Worked example — the two 8-puzzle heuristics, numerically. Take a state where tiles 1, 2, and 5 are out of place: tile 1 is one row above its target, tile 2 is two columns away, tile 5 is one step away. The misplaced-tiles heuristic just counts them: \(h_1 = 3\). The Manhattan heuristic sums each tile’s grid distance: \(h_2 = 1 + 2 + 1 = 4\). Both are \(\le\) the true number of moves, so both are admissible — but \(h_2 = 4 \ge h_1 = 3\) at this state (and at every state), so A* with \(h_2\) prunes harder and expands fewer nodes. That single point of dominance can mean exploring thousands fewer nodes on a hard puzzle.
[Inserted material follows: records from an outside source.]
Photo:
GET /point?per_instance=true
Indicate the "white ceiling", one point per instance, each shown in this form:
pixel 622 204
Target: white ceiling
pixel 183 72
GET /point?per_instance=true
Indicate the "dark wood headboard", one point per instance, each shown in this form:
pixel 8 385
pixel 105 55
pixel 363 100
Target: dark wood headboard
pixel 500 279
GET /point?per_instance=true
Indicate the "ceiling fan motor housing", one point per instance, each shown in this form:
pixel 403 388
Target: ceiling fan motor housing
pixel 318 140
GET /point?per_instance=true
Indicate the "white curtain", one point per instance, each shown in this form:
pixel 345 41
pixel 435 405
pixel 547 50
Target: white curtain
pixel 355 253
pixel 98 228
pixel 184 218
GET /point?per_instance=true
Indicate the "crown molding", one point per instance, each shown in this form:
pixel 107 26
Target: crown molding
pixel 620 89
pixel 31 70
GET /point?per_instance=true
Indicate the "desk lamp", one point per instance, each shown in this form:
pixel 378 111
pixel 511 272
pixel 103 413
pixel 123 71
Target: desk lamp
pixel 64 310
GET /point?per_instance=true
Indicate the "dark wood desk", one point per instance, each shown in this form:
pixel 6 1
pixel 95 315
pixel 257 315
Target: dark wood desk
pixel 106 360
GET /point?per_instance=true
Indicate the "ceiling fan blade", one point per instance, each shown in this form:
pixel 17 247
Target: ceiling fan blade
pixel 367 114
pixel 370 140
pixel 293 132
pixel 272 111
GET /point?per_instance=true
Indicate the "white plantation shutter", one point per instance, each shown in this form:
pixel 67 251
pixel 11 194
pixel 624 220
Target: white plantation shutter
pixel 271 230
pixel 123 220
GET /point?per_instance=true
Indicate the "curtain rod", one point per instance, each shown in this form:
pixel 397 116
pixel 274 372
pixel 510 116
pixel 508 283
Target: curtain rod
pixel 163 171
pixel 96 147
def manhattan(state, goal):
    """8-puzzle Manhattan-distance heuristic. state/goal: tuples of 9 ints, 0=blank."""
    dist = 0
    for tile in range(1, 9):
        i, j = divmod(state.index(tile), 3)
        gi, gj = divmod(goal.index(tile), 3)
        dist += abs(i - gi) + abs(j - gj)
    return dist

def misplaced(state, goal):
    return sum(1 for k in range(9) if state[k] and state[k] != goal[k])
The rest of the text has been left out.